One of the top challenges facing the health care industry as a whole is the rampant occurrence of fraud, waste and abuse–costing taxpayers billions of dollars each year.
Over the past decade, management of the Texas Medicaid program has transitioned from a fee-for-service (FFS) model to the managed care approach, under which health plans contract with the State to manage Medicaid. These health plans, also called managed care organizations (MCOs), assume the full financial risk for reducing and preventing incidents of fraud, waste and abuse for every beneficiary they serve. The managed care private market approach drives innovation through flexibility and competition, reduces health care costs, and holds MCOs accountable for providing access to quality care.
If unanticipated costs arise from incidents of fraud, waste and abuse in a given year, each MCO is at full risk of covering those costs. Because of this accountability, MCOs are increasingly focusing their efforts on preventing fraud, waste and abuse; reducing inappropriate payments; and finding real-time results and methods to transition away from the pay-and-chase environment common under FFS.
The result? Texas Medicaid health plans have made important strides in reducing inefficiencies in Texas Medicaid, achieving billions in savings for taxpayers while improving the quality of care for the millions of Texans enrolled in Medicaid.
Saving Money Through Better & More Efficient Care
MCO efforts to reduce fraud, waste, and abuse include important initiatives aimed at preventing unnecessary services through better care coordinating and ensuring appropriate care–often called “utilization management.” Health plans do so using methods called “prior authorizations” and “medical necessity requirements,” whereby providers submit requests for approval or medical documentation justifying the medical necessity of a service prior to performing it.
These combined efforts by Texas health plans have resulted in substantial cost savings for Texas taxpayers. Between SFY 2010 and SFY 2015, actuaries estimate that managed care reduced Medicaid costs by 7.9%, or nearly $3.8 billion, when compared to the traditional FFS model. This trend is expected to yield an additional $3.3 billion in savings through SFY 2018.
Medicaid Dental managed care has experienced the highest percentage of total program savings: 28.4% since SFY 2013.
MCO Spotlight: How One Texas Health Plan Achieved Real Results in Reducing Fraud, Waste, and Abuse
After the State expanded managed care into South Texas, one MCO quickly identified that they were spending a disproportionate share of dollars on incontinence supplies for Medicaid members in the Hidalgo service area.
Almost 70% of all incontinence supplies ordered in the State were going to the Hidalgo area. Total spending on incontinence supplies for STAR members in
Hidalgo was found to be 456% more than all other regions of the state, and individuals in the Hidalgo area were receiving on average 16% more units compared to Medicaid members in other parts of the state. There was no authorization process in place and as a result, services were being used inappropriately.

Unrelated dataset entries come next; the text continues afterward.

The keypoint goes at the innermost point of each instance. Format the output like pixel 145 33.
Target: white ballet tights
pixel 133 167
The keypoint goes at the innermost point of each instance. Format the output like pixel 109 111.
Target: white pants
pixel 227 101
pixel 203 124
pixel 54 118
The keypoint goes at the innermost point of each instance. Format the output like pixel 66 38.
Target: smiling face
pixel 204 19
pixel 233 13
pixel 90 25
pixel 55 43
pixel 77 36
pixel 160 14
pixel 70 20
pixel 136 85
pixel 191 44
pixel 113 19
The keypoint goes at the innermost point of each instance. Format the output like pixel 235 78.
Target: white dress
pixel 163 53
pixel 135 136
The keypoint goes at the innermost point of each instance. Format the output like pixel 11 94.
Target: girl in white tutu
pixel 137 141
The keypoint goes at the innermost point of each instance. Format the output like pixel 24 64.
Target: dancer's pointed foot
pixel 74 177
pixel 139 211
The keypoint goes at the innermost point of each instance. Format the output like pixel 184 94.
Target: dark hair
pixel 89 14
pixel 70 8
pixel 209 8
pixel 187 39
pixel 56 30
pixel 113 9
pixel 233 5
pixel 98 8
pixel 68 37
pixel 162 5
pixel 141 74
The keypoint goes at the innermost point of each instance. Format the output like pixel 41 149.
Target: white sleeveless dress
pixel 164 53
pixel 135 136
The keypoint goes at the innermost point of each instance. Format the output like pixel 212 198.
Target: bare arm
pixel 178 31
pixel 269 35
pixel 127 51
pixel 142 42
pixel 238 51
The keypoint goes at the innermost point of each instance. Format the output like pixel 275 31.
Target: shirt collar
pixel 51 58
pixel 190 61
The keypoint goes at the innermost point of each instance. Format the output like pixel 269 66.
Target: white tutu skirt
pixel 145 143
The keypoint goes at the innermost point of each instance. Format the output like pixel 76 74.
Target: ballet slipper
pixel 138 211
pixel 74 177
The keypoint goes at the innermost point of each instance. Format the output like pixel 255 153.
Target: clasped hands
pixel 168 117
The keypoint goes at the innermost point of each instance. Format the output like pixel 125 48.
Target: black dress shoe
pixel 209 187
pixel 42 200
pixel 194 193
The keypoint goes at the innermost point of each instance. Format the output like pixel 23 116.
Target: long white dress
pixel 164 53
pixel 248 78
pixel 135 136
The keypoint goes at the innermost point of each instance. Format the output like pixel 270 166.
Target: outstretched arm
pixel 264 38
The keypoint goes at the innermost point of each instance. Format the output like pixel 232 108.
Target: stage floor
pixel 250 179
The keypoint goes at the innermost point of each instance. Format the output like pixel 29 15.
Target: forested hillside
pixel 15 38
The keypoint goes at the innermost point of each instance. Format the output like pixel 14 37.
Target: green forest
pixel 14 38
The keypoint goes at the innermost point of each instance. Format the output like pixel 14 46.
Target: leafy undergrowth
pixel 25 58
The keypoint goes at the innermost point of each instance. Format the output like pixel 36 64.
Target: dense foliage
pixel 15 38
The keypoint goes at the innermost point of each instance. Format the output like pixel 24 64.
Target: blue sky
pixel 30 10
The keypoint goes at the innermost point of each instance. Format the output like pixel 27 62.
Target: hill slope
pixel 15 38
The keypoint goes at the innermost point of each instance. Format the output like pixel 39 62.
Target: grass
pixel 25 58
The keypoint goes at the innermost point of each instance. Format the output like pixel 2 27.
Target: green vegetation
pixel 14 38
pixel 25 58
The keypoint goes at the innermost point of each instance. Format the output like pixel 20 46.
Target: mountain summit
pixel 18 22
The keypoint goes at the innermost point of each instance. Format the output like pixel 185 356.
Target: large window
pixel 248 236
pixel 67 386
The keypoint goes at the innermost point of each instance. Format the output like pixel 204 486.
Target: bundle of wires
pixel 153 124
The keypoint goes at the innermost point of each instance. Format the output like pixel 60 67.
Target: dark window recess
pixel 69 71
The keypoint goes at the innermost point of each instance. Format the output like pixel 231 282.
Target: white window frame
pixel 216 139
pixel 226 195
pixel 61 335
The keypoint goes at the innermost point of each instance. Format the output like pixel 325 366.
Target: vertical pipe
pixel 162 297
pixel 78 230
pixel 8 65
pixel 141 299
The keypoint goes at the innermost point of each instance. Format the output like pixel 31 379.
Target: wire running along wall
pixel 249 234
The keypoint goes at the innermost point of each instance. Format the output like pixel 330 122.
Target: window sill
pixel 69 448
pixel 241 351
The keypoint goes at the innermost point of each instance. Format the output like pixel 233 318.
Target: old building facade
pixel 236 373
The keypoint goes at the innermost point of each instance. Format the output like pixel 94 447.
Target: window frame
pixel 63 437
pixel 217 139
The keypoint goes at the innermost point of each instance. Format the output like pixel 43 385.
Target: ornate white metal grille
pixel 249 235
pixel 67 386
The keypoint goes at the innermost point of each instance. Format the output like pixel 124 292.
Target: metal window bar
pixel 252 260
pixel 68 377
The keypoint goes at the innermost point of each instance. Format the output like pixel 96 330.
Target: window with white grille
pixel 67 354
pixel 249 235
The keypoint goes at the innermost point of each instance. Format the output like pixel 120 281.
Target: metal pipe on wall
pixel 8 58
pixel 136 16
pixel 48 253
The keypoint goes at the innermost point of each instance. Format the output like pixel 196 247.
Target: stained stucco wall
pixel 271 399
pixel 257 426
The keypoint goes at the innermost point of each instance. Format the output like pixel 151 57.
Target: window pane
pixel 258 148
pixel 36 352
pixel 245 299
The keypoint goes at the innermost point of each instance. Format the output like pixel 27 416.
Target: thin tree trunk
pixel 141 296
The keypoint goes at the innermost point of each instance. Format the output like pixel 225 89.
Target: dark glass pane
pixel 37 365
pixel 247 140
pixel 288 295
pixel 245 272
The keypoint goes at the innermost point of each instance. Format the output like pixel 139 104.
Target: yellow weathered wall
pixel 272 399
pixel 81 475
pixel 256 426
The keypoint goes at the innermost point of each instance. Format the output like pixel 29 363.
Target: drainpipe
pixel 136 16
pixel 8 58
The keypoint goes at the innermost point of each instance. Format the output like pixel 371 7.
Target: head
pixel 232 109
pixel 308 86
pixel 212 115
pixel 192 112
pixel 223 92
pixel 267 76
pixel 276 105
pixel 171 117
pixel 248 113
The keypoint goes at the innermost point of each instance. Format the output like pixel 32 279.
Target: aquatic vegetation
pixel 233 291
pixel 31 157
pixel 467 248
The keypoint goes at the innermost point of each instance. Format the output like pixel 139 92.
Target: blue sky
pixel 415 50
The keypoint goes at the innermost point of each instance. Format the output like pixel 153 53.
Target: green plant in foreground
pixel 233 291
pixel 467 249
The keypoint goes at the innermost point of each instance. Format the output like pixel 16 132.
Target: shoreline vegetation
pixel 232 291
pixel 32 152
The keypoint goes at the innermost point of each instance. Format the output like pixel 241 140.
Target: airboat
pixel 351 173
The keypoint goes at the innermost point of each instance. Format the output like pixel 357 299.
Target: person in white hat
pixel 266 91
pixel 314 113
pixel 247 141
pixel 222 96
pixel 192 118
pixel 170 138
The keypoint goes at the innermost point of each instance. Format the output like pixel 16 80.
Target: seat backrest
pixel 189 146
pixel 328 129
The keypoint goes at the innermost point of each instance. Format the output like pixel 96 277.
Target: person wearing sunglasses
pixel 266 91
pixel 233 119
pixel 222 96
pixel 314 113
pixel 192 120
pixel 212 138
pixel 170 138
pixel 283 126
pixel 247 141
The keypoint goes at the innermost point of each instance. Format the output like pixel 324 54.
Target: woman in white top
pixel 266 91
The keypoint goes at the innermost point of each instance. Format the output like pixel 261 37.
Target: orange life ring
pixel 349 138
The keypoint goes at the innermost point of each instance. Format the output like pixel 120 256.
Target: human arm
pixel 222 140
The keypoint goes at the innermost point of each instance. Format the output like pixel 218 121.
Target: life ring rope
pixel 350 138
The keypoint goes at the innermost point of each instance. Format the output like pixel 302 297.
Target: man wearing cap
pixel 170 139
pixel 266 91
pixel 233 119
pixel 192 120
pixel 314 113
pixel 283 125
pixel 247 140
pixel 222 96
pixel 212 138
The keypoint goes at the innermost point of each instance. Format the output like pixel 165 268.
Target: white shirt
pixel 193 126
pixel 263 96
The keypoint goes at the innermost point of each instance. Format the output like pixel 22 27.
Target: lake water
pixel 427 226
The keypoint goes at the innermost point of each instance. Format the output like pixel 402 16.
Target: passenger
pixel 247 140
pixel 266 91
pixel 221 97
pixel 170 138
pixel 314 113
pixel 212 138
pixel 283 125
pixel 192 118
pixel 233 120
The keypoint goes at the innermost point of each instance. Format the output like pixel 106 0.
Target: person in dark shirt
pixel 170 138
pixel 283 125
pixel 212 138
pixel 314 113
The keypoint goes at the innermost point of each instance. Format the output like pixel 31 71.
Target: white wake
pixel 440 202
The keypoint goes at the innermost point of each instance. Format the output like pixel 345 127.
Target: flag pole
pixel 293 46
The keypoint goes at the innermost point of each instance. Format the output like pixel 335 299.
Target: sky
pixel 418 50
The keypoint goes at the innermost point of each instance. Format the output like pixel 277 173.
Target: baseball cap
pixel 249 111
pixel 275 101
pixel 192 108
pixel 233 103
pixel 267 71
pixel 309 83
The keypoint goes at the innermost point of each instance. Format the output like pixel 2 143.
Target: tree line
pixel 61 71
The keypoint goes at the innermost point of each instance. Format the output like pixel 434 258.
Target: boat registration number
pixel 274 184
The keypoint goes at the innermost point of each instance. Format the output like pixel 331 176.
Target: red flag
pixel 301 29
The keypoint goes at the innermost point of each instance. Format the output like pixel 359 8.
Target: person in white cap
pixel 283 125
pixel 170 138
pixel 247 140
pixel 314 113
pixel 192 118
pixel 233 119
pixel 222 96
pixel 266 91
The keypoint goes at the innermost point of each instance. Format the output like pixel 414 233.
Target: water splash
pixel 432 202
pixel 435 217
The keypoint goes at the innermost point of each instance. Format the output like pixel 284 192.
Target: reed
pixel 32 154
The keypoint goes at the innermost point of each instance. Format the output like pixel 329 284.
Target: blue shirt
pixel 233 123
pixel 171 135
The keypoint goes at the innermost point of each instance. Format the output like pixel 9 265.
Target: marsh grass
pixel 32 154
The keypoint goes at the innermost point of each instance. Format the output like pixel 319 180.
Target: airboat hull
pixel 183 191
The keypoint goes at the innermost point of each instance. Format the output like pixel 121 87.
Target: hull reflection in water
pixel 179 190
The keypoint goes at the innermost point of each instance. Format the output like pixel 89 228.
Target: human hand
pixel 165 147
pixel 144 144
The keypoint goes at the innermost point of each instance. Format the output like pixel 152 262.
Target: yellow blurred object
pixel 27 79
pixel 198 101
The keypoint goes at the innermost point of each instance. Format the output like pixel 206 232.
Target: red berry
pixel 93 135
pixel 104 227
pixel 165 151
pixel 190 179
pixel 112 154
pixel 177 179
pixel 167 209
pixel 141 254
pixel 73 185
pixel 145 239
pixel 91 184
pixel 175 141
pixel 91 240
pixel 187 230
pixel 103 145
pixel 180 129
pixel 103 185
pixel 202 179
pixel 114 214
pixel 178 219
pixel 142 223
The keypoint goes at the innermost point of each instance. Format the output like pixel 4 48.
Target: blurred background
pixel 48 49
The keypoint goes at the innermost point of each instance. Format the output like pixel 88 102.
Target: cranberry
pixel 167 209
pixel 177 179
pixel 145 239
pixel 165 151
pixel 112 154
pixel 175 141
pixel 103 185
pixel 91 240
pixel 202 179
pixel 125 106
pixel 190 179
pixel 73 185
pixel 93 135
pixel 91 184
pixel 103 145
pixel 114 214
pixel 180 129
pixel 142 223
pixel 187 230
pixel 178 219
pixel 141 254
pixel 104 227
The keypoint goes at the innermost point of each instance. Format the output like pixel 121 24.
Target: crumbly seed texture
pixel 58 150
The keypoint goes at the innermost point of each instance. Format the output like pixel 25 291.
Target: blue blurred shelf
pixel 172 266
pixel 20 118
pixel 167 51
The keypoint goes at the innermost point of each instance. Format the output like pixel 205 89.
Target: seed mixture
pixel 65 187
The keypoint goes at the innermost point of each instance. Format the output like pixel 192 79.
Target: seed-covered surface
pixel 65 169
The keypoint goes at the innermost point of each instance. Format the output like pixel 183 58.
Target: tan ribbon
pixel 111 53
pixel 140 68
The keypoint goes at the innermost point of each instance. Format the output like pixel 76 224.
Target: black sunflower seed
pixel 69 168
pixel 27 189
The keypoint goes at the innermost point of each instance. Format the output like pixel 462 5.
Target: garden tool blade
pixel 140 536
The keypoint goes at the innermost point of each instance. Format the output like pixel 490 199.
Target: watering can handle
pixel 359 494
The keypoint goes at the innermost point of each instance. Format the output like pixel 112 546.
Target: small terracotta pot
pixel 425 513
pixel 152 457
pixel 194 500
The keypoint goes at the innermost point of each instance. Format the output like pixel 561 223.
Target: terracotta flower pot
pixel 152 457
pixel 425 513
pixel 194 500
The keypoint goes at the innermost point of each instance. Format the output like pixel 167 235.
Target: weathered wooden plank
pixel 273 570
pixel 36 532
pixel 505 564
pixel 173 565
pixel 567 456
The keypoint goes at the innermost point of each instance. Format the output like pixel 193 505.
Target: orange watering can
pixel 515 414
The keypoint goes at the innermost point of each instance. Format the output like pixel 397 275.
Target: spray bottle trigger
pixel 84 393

For example, the MCO identified that incontinence supplies were being ordered for children under the age of 3 for nocturnal enuresis (bed-wetting).
The MCO initiated a prior authorization requirement for medically necessary incontinence supplies and almost immediately saw a 77% reduction in spending per-member, per-month, saving taxpayers $18 million a year.
Improved Outcomes and Quality of Care Prevents Unnecessary
Services & Costs in Medicaid
Another way that Medicaid managed care reduces waste in the system is focusing on improving health care outcomes. Unlike FFS, the managed care model is designed to emphasize preventive care, early interventions, and appropriate care management. The focus on quality and outcomes through managed care has successfully resulted in double-digit reductions in hospital admissions for a number of conditions for children and pregnant women served in the STAR program, and Texans who are elderly or have disabilities who are served through the STAR+PLUS program (2009-2011).
Texas is becoming a national leader in the managed care approach, and the proof is in the significant taxpayer savings, increased efficiency, and improved health care outcomes for the many Texans who depend on Medicaid for their health care needs.